When you minimized systems in simple quadratic or Morse potential, you could analytically differentiate the energy expression twice to obtain the Hessian. If you were really attentive, you might have figured out that you even could differentiate the variational energy expression for the hydrogen atom's Schrodinger equation twice and minimize it using the Newton-Rhapson method. But even in case of diatomic molecules, we do not have a simple analytical formula that relates the quantum mechanical energy to the distance between nuclei. However, the potential can be calculated point-by-point by solving the electronic Schrodinger equation for several internuclear distances. In some cases, the complex relationship between energy and molecular geometry can be analytically differentiated; computational chemists then say that analytic gradients and the Hessian are available. For example, programs suchas Gaussian and PC GAMESS / Firefly can calculate analytic first and second derivatives at the Hartree-Fock level. Such analytical derivatives are not always possible, for example PC GAMESS cannot calculate analytic derivatives at the MP2 level; Gaussian03 can calculate analytical MP2 second derivatives but not analytical CCSD(T) second derivatives. When analytic derivatives are not avalable, numeric differentiation of energies usng finite difference approximatios allows to calculate derivatives numerically. This is trivial for diatomics and practical with small molecules but becomes inefficient as the number of geometric variables increases.

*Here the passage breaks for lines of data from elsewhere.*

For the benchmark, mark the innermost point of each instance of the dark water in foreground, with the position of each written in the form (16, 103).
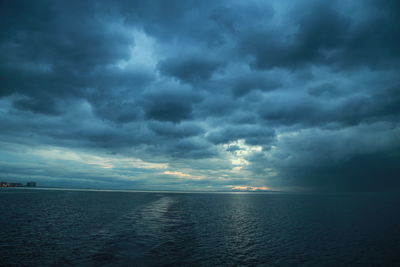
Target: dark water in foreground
(83, 228)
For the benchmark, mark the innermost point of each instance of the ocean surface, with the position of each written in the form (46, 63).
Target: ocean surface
(100, 228)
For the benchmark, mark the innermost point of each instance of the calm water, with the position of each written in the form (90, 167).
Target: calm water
(83, 228)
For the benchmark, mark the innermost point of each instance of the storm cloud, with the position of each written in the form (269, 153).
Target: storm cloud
(201, 95)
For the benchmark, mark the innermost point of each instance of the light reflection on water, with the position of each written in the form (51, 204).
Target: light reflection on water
(151, 229)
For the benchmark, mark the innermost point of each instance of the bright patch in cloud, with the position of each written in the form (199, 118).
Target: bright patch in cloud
(248, 188)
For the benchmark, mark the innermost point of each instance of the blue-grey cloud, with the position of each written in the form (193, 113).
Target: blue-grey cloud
(191, 94)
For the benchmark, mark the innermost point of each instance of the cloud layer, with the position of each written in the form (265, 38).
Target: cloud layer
(201, 95)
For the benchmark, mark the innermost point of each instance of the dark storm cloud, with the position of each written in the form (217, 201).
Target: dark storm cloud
(328, 35)
(181, 82)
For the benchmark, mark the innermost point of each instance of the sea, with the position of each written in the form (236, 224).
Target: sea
(112, 228)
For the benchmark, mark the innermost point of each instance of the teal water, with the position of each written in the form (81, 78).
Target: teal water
(89, 228)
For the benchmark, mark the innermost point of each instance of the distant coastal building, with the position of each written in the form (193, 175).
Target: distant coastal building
(31, 184)
(7, 184)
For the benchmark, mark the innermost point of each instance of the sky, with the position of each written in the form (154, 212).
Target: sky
(201, 95)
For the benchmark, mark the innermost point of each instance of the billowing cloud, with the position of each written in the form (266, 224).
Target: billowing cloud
(201, 95)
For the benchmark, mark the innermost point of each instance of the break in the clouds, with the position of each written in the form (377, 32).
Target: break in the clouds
(205, 95)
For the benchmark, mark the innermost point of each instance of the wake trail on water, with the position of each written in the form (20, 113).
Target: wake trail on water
(140, 237)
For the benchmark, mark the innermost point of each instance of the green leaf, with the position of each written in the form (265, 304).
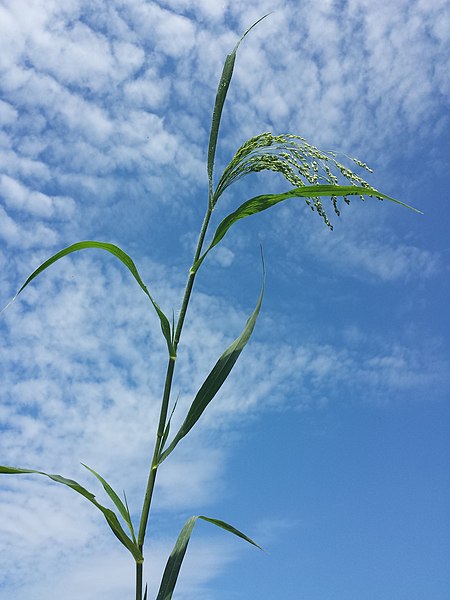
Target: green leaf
(123, 510)
(221, 94)
(259, 203)
(176, 557)
(125, 259)
(109, 515)
(167, 427)
(215, 379)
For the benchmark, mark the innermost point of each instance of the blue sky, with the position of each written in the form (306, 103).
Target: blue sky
(329, 443)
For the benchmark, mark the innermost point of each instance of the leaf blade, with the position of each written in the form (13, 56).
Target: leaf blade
(216, 378)
(123, 510)
(221, 94)
(265, 201)
(125, 259)
(109, 515)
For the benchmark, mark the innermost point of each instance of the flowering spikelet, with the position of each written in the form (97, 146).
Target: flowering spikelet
(299, 162)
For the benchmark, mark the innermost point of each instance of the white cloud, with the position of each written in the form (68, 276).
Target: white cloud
(113, 107)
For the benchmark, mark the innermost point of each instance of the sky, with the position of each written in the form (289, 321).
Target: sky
(328, 445)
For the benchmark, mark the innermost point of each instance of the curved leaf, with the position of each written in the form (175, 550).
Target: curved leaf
(215, 379)
(221, 94)
(123, 510)
(176, 557)
(109, 515)
(125, 259)
(259, 203)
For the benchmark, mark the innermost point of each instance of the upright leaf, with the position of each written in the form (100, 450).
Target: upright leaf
(215, 379)
(109, 515)
(221, 94)
(125, 259)
(176, 557)
(260, 203)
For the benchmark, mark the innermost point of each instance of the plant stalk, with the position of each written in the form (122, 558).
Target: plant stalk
(138, 581)
(166, 398)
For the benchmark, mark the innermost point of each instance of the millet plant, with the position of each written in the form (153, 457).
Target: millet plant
(312, 175)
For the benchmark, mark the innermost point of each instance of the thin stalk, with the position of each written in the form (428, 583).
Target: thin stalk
(166, 398)
(138, 581)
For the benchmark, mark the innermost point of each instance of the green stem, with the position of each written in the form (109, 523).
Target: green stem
(165, 401)
(138, 581)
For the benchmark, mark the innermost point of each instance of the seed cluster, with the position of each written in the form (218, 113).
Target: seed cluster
(297, 160)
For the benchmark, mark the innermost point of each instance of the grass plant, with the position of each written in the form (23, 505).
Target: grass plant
(311, 175)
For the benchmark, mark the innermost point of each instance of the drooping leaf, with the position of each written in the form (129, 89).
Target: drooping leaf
(125, 259)
(123, 510)
(260, 203)
(176, 557)
(215, 379)
(109, 515)
(221, 95)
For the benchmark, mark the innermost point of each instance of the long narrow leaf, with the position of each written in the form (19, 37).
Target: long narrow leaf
(125, 259)
(176, 557)
(123, 510)
(259, 203)
(215, 379)
(221, 94)
(109, 515)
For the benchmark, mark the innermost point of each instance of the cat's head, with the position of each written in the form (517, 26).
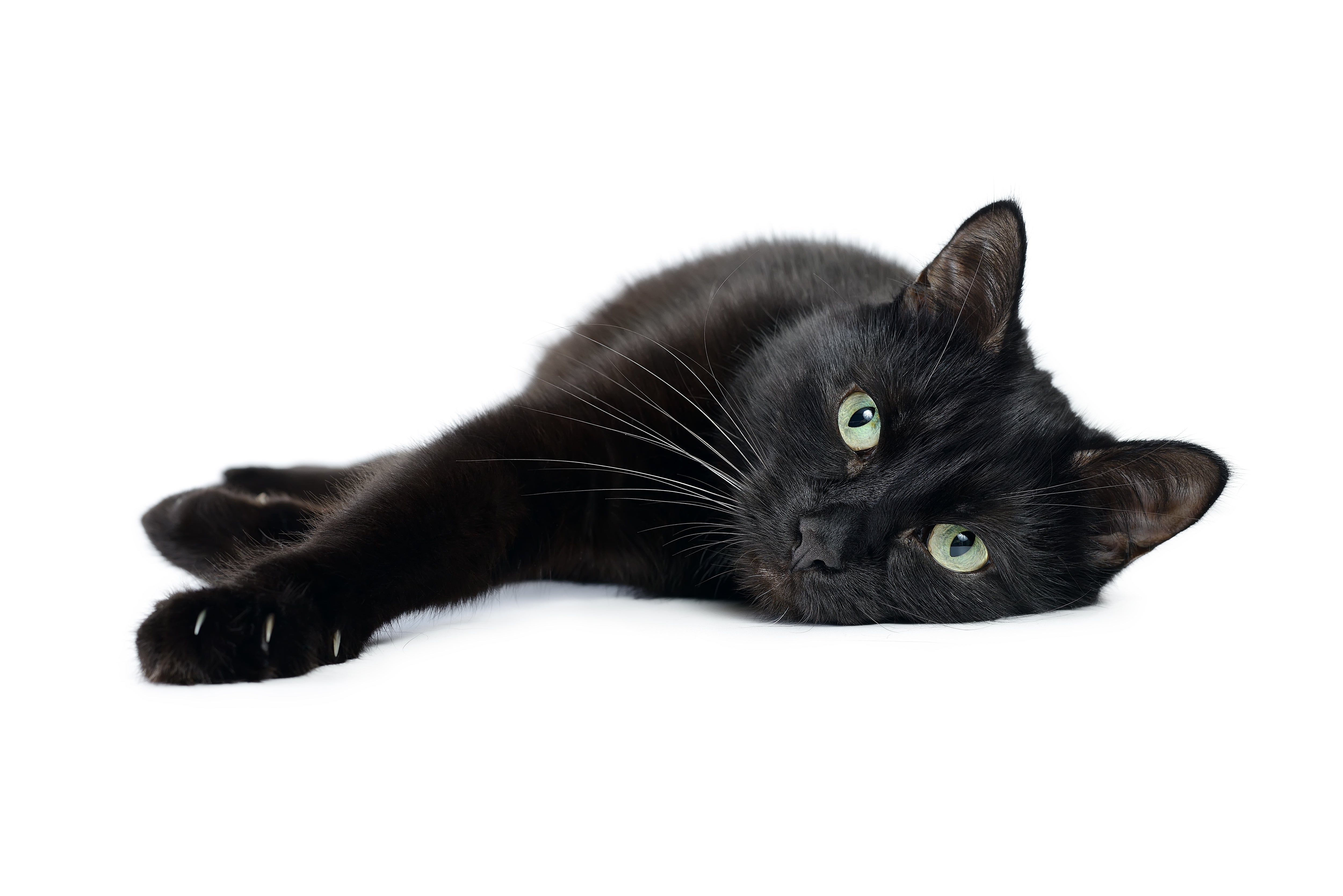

We know from elementary geometry how to calculate the slope of line based on the coordinates of the two points that define the line: rise over run. The slope is the first derivative. It turns out that the logic that leads to the "rise over run" formula can be generalized to calculate higher derivatives. The method of obtaining derivatives of the function from the function values is called the finite difference method. To calculate the second derivative, minimally three points are needed, to calculate the third derivative minimally four points are neeted and so on. In practice, better accuracy is obtained by using more points; for example accurate first and second derivative at the minimum energy geometry can be calculated by evaluating the energy at five-point stencil about the energy minimum.
The computation of derivatives via simple finite difference methods requires a set of evenly spaced energy values. The first derivative should be zero at the minimum; the second derivative determines the infrared wavenumber. The calculation of infrared frequency is straighforward after some combersome unit conversion (from Hartrees and Angstroms to cm-1. Here is an example code:
#!/usr/bin/env python
# Program to perform numeric vibrational analysis on F2:
from numpy import *
# Universal Constants and Conversion Factors
Hartree_to_J = 4.35974394e-18 # 2*R_inf * h * c; CODATA 2006
Ang_per_Meter = 1e+10
hp = 6.62606896e-34 # Planck constant in J*s, CODATA 2006
c = 29979245800 # Speed of light in cm / s
amu = 1.660538782e-27 # Atomic mass unit, CODATA 2006
# User should enter the minimum energy distance here
r_min = 1.40
# Atomic masses
m1 = 19.992440
m2 = 19.992440
mu = m1 * m2 / (m1 + m2)
print "Reduced mass in a.m.u. is:", mu
red_mass = mu * amu # in kg
# Return the first and second derivatives via O(h4) finite central difference
def Der12(r):
h = 0.01
r_p1 = r + 1*h
r_p2 = r + 2*h
r_m1 = r - 1*h
r_m2 = r - 2*h
# User could substitute energy values below from their QM calculations:
H_oo = Hamiltonian(r)
H_p1 = Hamiltonian(r_p1)
H_p2 = Hamiltonian(r_p2)
H_m1 = Hamiltonian(r_m1)
H_m2 = Hamiltonian(r_m2)
force_r = ( H_m2 - 8*H_m1 + 8*H_p1 - H_p2) / (12*h)
hessian_r = ( -H_m2 + 16*H_m1 - 30*H_oo + 16*H_p1 - H_p2) / (12*h*h)
return H_oo, force_r, hessian_r
def VibAnal(r):
d = Der12(r) # array of (energy,force,Hessian)
E = d[0] # Energy
F = d[1] # Force (first derivative)
H = d[2] # Hessian (second derivative)
print "Step Distance Energy Force Hessian "
print "0", r, E, F, H # Values
if (abs(F)) < 0.001:
freq = sqrt(H * Hartree_to_J * Ang_per_Meter * Ang_per_Meter / red_mass ) / (2 * pi * c)
print "**************************************************************"
print "* NUMERIC FREQUENCY ANALYSIS "
print "* STATIONARY POINT DISTANCE R =", r," "
print "* HARMONIC FREQUENCY =", freq, "cm-1"
print "**************************************************************"
else:
print "Force too large:", F
VibAnal(r_min)
You can use this code when answering your homework questions about fluorine.